Multicategory vertex discriminant analysis for high-dimensional data

TL;DR

This paper introduces an enhanced vertex discriminant analysis method that performs simultaneous classification and variable selection in high-dimensional data using lasso and Euclidean penalties, improving model efficiency and prediction accuracy.

Contribution

It develops a penalized version of vertex discriminant analysis incorporating lasso and Euclidean penalties for better variable selection and classification in high-dimensional contexts.

Findings

Penalized VDA effectively eliminates irrelevant predictors.

The method accelerates estimation with cyclic coordinate descent.

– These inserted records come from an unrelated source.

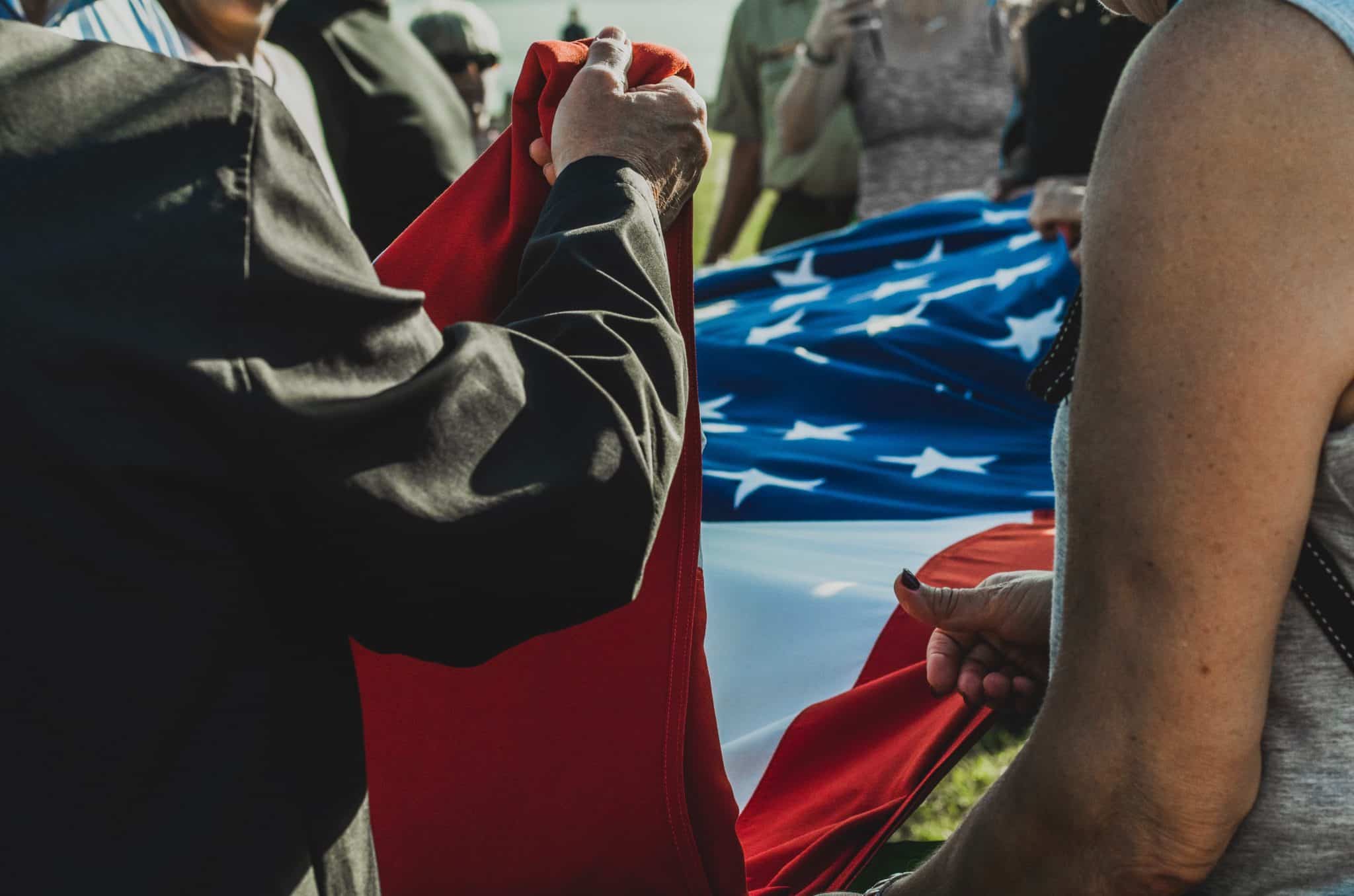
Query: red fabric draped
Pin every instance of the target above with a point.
(585, 761)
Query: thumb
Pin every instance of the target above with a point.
(611, 53)
(955, 609)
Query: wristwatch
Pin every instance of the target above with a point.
(803, 53)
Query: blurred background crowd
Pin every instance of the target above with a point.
(824, 111)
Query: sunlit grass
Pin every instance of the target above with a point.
(709, 195)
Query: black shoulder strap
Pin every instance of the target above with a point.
(1318, 578)
(1328, 593)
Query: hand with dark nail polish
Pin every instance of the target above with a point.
(990, 642)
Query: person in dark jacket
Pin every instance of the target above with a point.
(397, 130)
(231, 450)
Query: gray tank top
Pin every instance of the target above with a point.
(1299, 839)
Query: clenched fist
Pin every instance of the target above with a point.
(658, 129)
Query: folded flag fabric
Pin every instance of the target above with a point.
(864, 404)
(863, 398)
(585, 761)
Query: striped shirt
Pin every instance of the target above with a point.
(137, 23)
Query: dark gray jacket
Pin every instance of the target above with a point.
(228, 449)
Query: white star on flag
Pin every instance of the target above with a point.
(763, 334)
(932, 461)
(811, 356)
(1005, 217)
(877, 324)
(1002, 279)
(1028, 333)
(803, 431)
(1023, 240)
(936, 254)
(803, 275)
(714, 309)
(710, 410)
(894, 287)
(801, 298)
(750, 481)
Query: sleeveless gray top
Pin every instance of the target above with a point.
(931, 110)
(1299, 839)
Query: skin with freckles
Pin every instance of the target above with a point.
(1214, 363)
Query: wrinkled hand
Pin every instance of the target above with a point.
(1058, 207)
(990, 642)
(658, 129)
(836, 20)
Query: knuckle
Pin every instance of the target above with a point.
(944, 601)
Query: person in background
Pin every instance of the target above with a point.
(928, 90)
(815, 186)
(1197, 734)
(575, 29)
(239, 450)
(1070, 56)
(465, 42)
(1068, 59)
(394, 124)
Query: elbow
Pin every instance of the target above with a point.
(1178, 830)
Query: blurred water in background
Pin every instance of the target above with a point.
(696, 27)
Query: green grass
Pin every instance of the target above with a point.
(709, 195)
(936, 819)
(943, 811)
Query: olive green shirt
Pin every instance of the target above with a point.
(757, 64)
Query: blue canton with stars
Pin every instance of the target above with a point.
(879, 373)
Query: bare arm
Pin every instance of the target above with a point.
(1216, 348)
(814, 93)
(741, 194)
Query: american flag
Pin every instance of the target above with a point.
(864, 404)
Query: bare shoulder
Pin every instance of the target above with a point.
(1226, 157)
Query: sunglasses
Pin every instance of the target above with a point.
(458, 64)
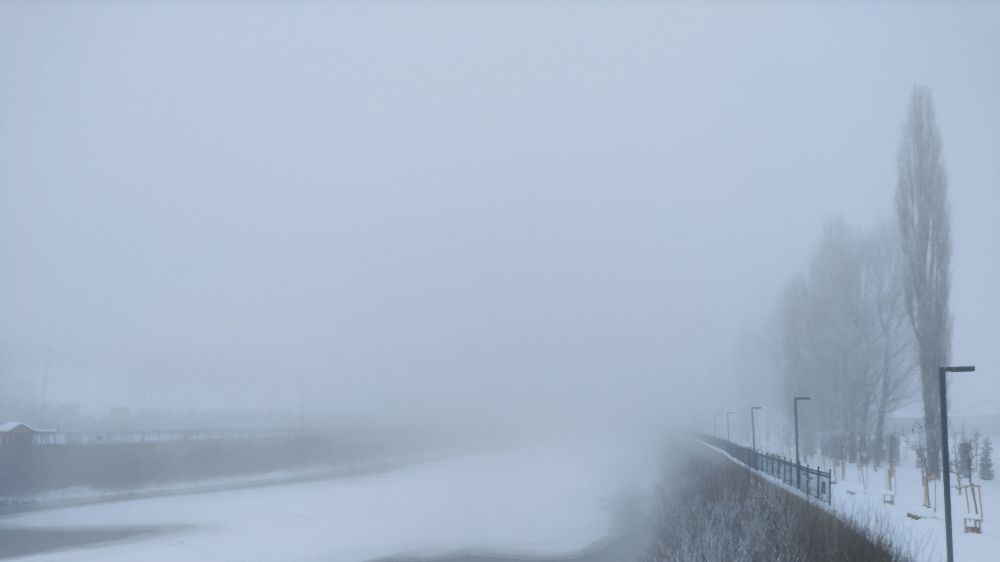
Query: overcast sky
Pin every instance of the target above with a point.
(459, 206)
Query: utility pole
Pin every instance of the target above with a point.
(945, 463)
(798, 465)
(753, 426)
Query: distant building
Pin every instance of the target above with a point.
(19, 434)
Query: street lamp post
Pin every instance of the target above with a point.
(753, 426)
(946, 467)
(798, 466)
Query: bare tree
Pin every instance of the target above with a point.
(892, 336)
(925, 231)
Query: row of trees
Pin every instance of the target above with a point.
(867, 324)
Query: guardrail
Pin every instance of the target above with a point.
(812, 482)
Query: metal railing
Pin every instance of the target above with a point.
(812, 482)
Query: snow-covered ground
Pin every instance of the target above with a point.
(861, 499)
(851, 497)
(541, 500)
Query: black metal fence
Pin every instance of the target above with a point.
(812, 482)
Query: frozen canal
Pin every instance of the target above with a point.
(542, 500)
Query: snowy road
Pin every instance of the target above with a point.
(541, 501)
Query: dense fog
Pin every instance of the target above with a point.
(487, 219)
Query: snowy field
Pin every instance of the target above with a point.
(542, 500)
(860, 498)
(852, 497)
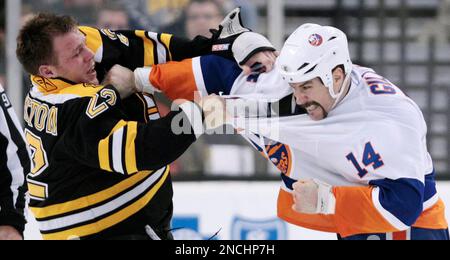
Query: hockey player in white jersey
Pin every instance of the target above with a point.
(352, 147)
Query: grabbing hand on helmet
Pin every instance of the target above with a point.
(260, 62)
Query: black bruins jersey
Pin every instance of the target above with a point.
(100, 163)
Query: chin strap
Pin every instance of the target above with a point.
(344, 89)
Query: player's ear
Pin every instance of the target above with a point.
(338, 75)
(47, 71)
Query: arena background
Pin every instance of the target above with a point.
(405, 40)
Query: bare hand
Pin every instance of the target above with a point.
(9, 233)
(266, 60)
(215, 112)
(122, 79)
(305, 197)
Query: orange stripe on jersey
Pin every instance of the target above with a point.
(433, 218)
(175, 79)
(315, 222)
(356, 213)
(402, 235)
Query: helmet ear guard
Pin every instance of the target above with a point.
(314, 51)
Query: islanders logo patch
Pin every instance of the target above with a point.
(315, 40)
(279, 154)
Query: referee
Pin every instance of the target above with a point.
(14, 166)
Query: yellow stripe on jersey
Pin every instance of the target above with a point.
(104, 151)
(103, 155)
(149, 58)
(82, 90)
(93, 38)
(166, 38)
(109, 221)
(84, 202)
(130, 150)
(36, 190)
(153, 110)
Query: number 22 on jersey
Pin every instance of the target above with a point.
(370, 157)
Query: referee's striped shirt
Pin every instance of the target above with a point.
(14, 166)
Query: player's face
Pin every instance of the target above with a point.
(75, 61)
(314, 97)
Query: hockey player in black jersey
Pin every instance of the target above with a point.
(14, 166)
(101, 151)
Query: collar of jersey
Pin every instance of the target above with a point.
(51, 86)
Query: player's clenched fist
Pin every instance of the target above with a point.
(313, 197)
(122, 79)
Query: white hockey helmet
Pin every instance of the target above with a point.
(313, 51)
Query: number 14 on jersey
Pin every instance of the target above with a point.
(370, 157)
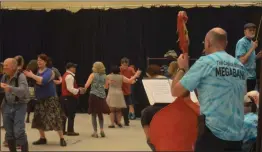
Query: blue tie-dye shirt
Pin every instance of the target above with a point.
(242, 47)
(220, 82)
(250, 127)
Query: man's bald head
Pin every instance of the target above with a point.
(216, 39)
(10, 66)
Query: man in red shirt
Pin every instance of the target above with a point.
(127, 72)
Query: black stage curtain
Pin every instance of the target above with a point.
(108, 35)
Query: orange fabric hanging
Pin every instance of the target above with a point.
(174, 128)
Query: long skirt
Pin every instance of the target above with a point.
(48, 115)
(97, 105)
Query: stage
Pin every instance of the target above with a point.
(129, 138)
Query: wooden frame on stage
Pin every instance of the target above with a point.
(169, 59)
(259, 128)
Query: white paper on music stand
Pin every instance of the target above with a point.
(158, 91)
(193, 96)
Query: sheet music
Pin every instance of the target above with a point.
(158, 91)
(193, 96)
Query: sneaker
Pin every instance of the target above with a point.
(41, 141)
(111, 126)
(72, 134)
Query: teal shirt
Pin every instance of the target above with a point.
(98, 85)
(242, 47)
(220, 82)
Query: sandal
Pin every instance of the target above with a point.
(120, 125)
(95, 135)
(111, 126)
(102, 134)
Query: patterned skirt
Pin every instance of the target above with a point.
(48, 115)
(97, 105)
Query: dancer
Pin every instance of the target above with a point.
(48, 114)
(115, 98)
(31, 66)
(69, 98)
(127, 72)
(147, 114)
(2, 93)
(97, 103)
(14, 105)
(245, 52)
(221, 94)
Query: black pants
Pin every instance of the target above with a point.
(251, 84)
(125, 111)
(208, 142)
(69, 106)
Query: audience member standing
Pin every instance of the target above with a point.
(14, 105)
(97, 103)
(127, 72)
(115, 98)
(48, 113)
(31, 66)
(58, 78)
(246, 53)
(69, 98)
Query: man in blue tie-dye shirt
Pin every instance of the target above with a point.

Tests show improved prediction accuracy on real and simulated data.

Abstract

In response to the challenges of data mining, discriminant analysis continues to evolve as a vital branch of statistics. Our recently introduced method of vertex discriminant analysis (VDA) is ideally suited to handle multiple categories and an excess of predictors over training cases. The current paper explores an elaboration of VDA that conducts classification and variable selection simultaneously. Adding lasso ($\ell_1$-norm) and Euclidean penalties to the VDA loss function eliminates unnecessary predictors. Lasso penalties apply to each predictor coefficient separately; Euclidean penalties group the collective coefficients of a single predictor. With these penalties in place, cyclic coordinate descent accelerates estimation of all coefficients. Our tests on simulated and benchmark real data demonstrate the virtues of penalized VDA in model building and prediction in high-dimensional settings.